FILM REVIEW: Phil Hewitt’s take on Red Riding Hood (12A)

Red Riding Hood, Chichester Cineworld (12a), (100 mins) Oh dear. Just when you thought it was safe to go into the woods again, here we go with a rehash of that awful Twilight nonsense.

Poor old Red Riding Hood has been plucked from her fairy tale world and plonked into the Twilight zone, torn between two hunky blokes, one of whom might just be a werewolf.

Twilight? It’s more like a cue for an early night.

But at least, in this latest twist on current obsessions with fantasy baddies, we’ve got all the fun of arch werewolf hunter Father Solomon (Gary Oldman), arriving with all the flourish of Monty Python’s Spanish Inquisition.
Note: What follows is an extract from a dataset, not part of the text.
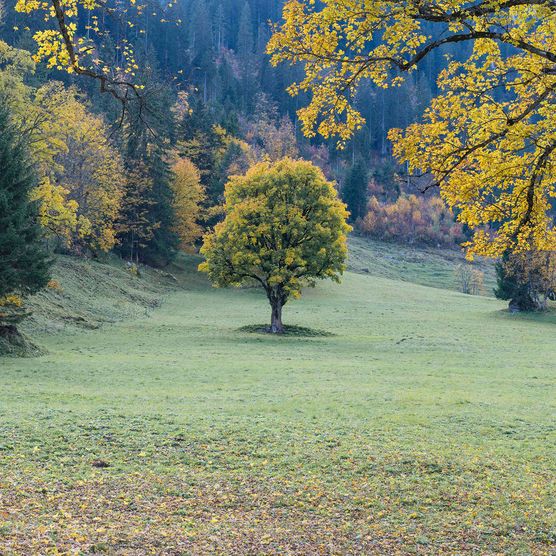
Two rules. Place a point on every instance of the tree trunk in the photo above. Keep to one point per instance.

His underlings are towing behind them a hollow metal elephant. One up from the comfy chair, it’s an evil means of torture. If Father Solomon needs a confession, he slings the unfortunate wretch inside his tin elephant (yep, it really is that silly) and lights a fire underneath it At any moment, you’re just waiting for him to tell us that nobody expected him.

Still, at least he sparkles just a bit in this otherwise dreary tale of something not-particularly nasty in the woodcutter’s shed.

Rather than a little girl gaily trotting off to see her grandma, here we get a whole village besieged by its own fear of a werewolf - only the rarest of visitors, until now.

Something somehow has stirred the beast up, and it’s Red Riding Hood’s sister who’s the first to suffer, savaged amongst the haystacks.

Still, Red Riding Hood (Amanda Seyfried) soon gets over it. The grieving process is inevitably fairly short when you’ve got the sweet dilemma of choosing between two tall dark handsome blokes - brooding woodcutter Peter (Shiloh Fernandez) and wealthy hunky Henry (Max Irons).

Adding spice to the emotions - if not to the plodding dialogue - is the fact that one of them might just be harbouring a ghastly secret. And no, it’s not that they wish they were in another film.

Meanwhile, in the background, we do actually get a grandma, a slightly fey Julie Christie, but not even she can help things along in the way they desperately need.

Seyfried looks suitably ravishing in her bid to avoid a ravishing, all sweet and just a bit feisty in her red gown against the forest snow.

But with Tweedle Dum and Tweedle Dee to choose between, you could comfortably forgive her if she opted to elope with the wolf. Or with Father Solomon for that matter. Even the redhot elephant would be a better bet, Instead, it’s all just a bit tame and safe - a big disappointment for a tale which really ought to be all about the blood and the passion. The 12a certificate is a kiss of death more certain than a night with a werewolf.

Maybe you need to be 13 and female to enjoy the film’s finer nuances (Messrs Fernandez and Irons). If you’re neither, you’d best not go down to the woods today.